HA Ok here's new lathe- wife so mad I have not had free time to even unpack it fro box yet. I guess when I borrowed her credit card to buy it I could have told her how much it cost?? Oppps too late now I already cut off one of the plastic shipping straps it's mine now!

You guys are Picture freaks! Among the Many types of Freaks in here....


Bill


----------



## Kevin (Oct 5, 2012)

aerocustomsexotics said:


> HA Ok here's new lathe- wife so mad I have not had free time to even unpack it fro box yet. I guess when I borrowed her credit card to buy it I could have told her how much it cost?? Oppps too late now I already cut off one of the plastic shipping straps it's mine now!
> 
> You guys are Picture freaks! Among the Many types of Freaks in here....
> 
> ...



Takes a freak to know one. At least now we know you aren't a liar.


----------



## West River WoodWorks (Oct 5, 2012)

Congrats on the new purchase, its a great lathe. ( I might be a bit biased though)
[attachment=11705]

Do yourself a favor while assembling. 
Before attaching the motor to the red colored belt bousing, do NOT install the bottom left screw into the red belt housing. This screw rubs on the motor pully when in low RPM. Other then that no problems.
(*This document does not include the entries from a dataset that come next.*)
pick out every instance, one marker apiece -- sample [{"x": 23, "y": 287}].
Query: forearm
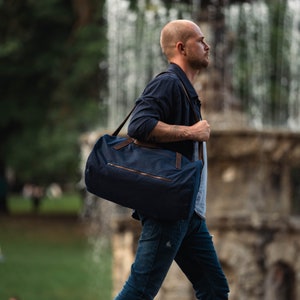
[{"x": 165, "y": 133}]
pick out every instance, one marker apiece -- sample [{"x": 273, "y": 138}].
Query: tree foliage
[{"x": 50, "y": 81}]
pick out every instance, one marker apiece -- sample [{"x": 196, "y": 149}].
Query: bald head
[{"x": 174, "y": 32}]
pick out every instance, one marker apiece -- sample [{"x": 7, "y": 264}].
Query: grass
[
  {"x": 48, "y": 256},
  {"x": 70, "y": 203}
]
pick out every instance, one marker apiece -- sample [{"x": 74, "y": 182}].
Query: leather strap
[{"x": 117, "y": 131}]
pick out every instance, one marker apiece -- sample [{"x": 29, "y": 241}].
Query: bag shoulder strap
[{"x": 117, "y": 131}]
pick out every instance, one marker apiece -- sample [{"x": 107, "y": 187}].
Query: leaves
[{"x": 49, "y": 85}]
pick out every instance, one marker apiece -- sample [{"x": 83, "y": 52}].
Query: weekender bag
[{"x": 156, "y": 182}]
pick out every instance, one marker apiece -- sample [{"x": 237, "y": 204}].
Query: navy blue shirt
[{"x": 164, "y": 100}]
Good luck and happy turning!
Tom


----------



## NYWoodturner (Oct 5, 2012)

West River WoodWorks said:


> Congrats on the new purchase, its a great lathe. ( I might be a bit biased though)
> 
> 
> Do yourself a favor while assembling.
> ...



Wow - That shop is WAY too clean - I would probably take it as a challenge to see how many shavings I could shoot at that heater without starting a fire !


----------



## NCWoodArt (Oct 6, 2012)

I agree Nywoodturner, there are guys in this forum that would grab their chest & have the big one if they ever visited my shop. I am not limited to just woodworking though- I have a hydroponic business I run out of 1 side of my 2 car garage & other side is my metal working- wood working- auto repair- lawn & garden etc. Needless to say it's not unorganized it is just a blivet (10lbs of crap in a 5 lb bag).
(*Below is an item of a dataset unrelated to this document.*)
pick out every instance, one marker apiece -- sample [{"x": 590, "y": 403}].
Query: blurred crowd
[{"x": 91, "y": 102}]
I really doubled dipped this week because I purchased a lot of wood as well, nothing big enough to share but all woods I did not already have in my ever growing hoard.

Can't wait to get it together but I have to go to soccer game this morning that is an hour drive each way & we are having our local Dixie Classic Fair this week & I promised to to go today!

I also have to finish the bookcase I promised I would build for her in January. I have all the wood :lolol: just need to cut it all down & start building it. Strangely enough someone could ask me to build a $15 item & i stop everything to do it. She ask me to build a simple bookcase & it's like I would rather take the sharp stick to the eye.

Bill


----------



## West River WoodWorks (Oct 6, 2012)

NYWoodturner said:


> West River WoodWorks said:
> 
> 
> > Congrats on the new purchase, its a great lathe. ( I might be a bit biased though)
> ...




It was only cleaned up to assemble and install the lathe and light.:wacko1:
Tom


----------



## conchwood (Oct 6, 2012)

NYWoodturner said:


> West River WoodWorks said:
> 
> 
> > Congrats on the new purchase, its a great lathe. ( I might be a bit biased though)
> ...



Shop??? I thought that was the showroom!!


----------



## West River WoodWorks (Oct 6, 2012)

conchwood said:


> NYWoodturner said:
> 
> 
> > West River WoodWorks said:
> ...



:rotflmao3::blum2::lolol:


----------